High hopes in Nepal for first local polls in 20 yrs
Nepal holds its first local elections in two decades today hoping to cement a fraught transition to democracy and fill an institutional void that has seen corruption flourish.
The last local representatives were elected in 1997 and their mandates lapsed after their five-year terms expired at the height of the brutal Maoist insurgency.
After a 2006 peace deal ended a conflict in which 16,000 people died, the impoverished Himalayan nation began a rocky transition from a Hindu monarchy to a secular federal republic, which has seen the country go through nine governments.
In the vacuum left at the local level, graft has become a way of life. Nepal is ranked one of the most corrupt countries in South Asia.
Many of the nearly 50,000 people vying for 13,556 seats in Sunday's polls are shunning the main political parties to run as independents or as candidates for new reformist parties.
"It couldn't get any worse.
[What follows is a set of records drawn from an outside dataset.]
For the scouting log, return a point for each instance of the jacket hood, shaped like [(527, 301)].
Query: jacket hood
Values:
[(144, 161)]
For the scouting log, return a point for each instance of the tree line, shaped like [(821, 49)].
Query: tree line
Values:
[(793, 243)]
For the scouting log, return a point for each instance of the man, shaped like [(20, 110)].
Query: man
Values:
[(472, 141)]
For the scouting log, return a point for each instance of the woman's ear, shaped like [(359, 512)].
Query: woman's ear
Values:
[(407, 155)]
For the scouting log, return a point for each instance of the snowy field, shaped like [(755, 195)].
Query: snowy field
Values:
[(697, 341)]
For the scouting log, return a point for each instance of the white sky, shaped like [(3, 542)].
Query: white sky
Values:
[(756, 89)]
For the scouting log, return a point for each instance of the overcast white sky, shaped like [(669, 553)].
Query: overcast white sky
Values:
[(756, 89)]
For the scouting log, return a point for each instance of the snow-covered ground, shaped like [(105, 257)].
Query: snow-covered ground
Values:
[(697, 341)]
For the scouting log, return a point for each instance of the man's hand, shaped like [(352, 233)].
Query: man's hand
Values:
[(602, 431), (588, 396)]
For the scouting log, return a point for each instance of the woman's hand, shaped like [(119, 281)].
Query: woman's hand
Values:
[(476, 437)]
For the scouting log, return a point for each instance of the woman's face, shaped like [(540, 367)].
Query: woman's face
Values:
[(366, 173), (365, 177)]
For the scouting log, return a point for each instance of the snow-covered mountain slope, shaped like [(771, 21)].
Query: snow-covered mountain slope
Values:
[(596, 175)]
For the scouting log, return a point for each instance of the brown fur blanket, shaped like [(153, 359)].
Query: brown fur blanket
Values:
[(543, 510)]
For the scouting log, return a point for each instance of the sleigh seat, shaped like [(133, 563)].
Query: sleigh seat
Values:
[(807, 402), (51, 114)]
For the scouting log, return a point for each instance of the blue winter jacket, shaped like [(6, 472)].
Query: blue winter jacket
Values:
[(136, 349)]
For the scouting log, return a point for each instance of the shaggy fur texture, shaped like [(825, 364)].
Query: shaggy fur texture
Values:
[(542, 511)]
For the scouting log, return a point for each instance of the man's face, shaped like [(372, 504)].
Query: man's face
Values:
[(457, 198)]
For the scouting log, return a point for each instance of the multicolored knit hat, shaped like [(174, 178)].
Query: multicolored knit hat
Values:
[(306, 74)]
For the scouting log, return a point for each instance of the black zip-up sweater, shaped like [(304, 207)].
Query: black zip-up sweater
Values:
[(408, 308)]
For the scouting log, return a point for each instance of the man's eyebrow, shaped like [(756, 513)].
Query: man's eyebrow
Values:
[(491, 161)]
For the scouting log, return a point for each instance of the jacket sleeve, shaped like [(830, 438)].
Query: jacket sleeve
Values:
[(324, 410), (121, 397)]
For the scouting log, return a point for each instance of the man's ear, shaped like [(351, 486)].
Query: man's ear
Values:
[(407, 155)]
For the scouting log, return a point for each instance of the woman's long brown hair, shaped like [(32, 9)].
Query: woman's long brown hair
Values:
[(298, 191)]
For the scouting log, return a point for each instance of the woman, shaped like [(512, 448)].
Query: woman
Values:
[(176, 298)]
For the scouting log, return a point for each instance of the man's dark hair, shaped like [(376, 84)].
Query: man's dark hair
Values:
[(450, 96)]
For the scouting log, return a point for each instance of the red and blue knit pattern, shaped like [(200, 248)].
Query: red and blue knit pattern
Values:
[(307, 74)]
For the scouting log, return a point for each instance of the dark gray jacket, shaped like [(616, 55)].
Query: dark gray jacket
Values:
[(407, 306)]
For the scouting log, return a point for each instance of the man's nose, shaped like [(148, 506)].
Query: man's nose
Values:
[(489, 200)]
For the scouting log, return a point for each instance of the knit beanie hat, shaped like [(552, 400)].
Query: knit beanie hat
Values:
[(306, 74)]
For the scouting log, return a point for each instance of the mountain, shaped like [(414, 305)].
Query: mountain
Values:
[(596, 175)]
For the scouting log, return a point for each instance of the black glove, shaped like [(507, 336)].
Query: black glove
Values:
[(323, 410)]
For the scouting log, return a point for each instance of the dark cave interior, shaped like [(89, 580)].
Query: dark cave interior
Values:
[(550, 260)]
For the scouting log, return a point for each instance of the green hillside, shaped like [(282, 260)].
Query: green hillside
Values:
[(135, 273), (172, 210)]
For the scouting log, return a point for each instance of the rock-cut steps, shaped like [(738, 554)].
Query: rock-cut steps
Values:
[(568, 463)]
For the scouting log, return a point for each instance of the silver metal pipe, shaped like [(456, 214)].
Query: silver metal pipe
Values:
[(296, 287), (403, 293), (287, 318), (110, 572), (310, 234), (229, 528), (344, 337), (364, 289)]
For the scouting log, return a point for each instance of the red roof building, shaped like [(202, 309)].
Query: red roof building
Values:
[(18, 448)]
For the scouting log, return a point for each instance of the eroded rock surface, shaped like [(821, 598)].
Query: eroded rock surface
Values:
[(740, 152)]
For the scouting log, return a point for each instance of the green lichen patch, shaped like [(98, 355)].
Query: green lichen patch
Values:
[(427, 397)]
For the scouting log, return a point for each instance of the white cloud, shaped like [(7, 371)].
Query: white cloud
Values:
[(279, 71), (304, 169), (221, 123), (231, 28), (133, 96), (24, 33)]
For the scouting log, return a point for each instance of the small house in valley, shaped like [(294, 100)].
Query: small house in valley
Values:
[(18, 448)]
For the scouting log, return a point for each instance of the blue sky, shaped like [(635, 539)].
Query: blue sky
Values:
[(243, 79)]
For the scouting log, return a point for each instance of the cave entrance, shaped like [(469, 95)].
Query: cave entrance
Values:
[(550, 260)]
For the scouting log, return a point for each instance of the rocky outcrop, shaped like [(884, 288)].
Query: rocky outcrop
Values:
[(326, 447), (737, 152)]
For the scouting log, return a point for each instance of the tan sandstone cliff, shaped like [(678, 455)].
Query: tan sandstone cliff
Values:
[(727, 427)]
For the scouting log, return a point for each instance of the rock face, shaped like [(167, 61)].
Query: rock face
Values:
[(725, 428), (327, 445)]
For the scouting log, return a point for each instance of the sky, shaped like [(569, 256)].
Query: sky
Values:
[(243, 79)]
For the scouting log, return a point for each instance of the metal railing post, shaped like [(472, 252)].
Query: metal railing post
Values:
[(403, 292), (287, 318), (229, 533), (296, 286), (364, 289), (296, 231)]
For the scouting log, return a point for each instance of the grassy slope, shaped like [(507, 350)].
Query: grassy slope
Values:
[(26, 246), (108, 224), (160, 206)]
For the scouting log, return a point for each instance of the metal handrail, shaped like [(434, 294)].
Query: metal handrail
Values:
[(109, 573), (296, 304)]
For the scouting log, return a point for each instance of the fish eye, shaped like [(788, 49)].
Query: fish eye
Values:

The gap between society and government couldn't get any wider," George Varughese, Nepal representative for the Asia Foundation think-tank, told AFP.
Varughese said the elections could "undermine the current political dominance of the main three parties."
Under a new 2015 constitution, local elections followed by provincial and national elections have to be held by January 2018 -- the final step in the drawn-out peace process.
Polls open at 7:00am (0115 GMT) today in three provinces, with 283 local municipalities voting for candidates for seven positions.
The vote has been split into two phases because of the threat of unrest in the southern plains bordering India. The remaining four provinces will vote on June 14.